What I Learned from 131,520 GPU Optimization Attempts: When Benchmarks Measure the Wrong Thing

A research retrospective on discovering that the experiment was not measuring what it appeared to measure

The Study That Was Not

I recently completed what I believed was a comprehensive study of AI-driven GPU kernel optimization. Over 131,520 optimization attempts across 137 kernels, costing $5,024 in compute on 16 NVIDIA H100 GPUs, comparing Claude Sonnet against GPT-OSS with full statistical analysis of scaling laws and optimization patterns.

The results initially seemed compelling. The data showed that AI agents converged on three dominant optimization techniques (operator fusion, tensor core utilization, and memory coalescing), revealed interesting scaling patterns where 240 attempts provided optimal cost-benefit ratios, and identified systematic blind spots in current models.

Upon closer inspection of what the agents were actually producing, a fundamental problem became clear: a substantial fraction of submissions were not optimizing GPU kernels at all. While some attempts did produce legitimate kernel-level optimizations, enough were high-level API substitutions or problematic implementations to make the overall findings unpublishable.

This was partially my own fault. I should have implemented more rigorous validation from the start, spot-checking outputs rather than relying solely on automated metrics. The high-level API substitutions were obvious in retrospect. Some of the subtler issues, like timing tricks or correctness problems, would have been harder to catch manually. Better sampling and validation procedures built into the experimental design would have surfaced the problem much earlier and saved months of work.

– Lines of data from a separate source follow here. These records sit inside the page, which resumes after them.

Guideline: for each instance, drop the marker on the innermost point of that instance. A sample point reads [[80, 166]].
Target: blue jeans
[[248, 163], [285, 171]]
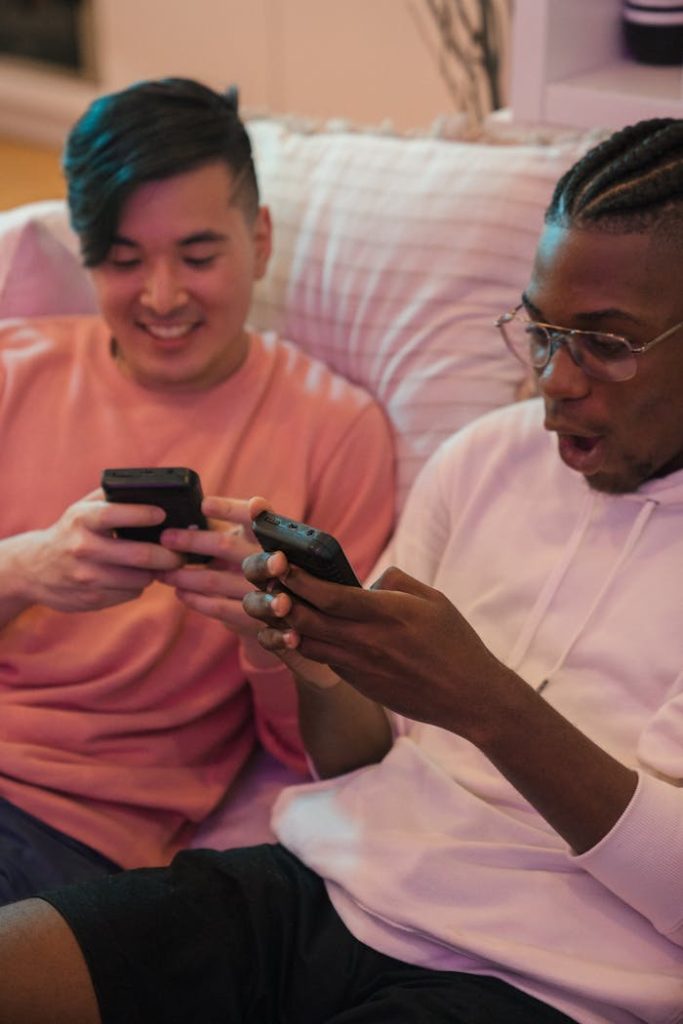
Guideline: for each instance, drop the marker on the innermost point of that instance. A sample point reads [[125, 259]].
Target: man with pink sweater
[[132, 687]]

What Was Actually Measured

Rather than writing optimized CUDA kernels or improving low-level implementations, the agents were consistently operating at a different level of abstraction.

For a 4D tensor-matrix multiplication task, instead of optimizing the actual kernel, agents would write:

def forward(self, A: torch.Tensor, B: torch.Tensor) -> torch.Tensor:
    b, i, j, l = A.shape
    A_flat = A.reshape(b * i * j, l)
    weight = B.t().contiguous()  
    out_flat = F.linear(A_flat, weight)
    return out_flat.view(b, i, j, k)

This achieves speedup by calling a different PyTorch function (F.linear instead of manual tensor operations), not by optimizing the underlying computation.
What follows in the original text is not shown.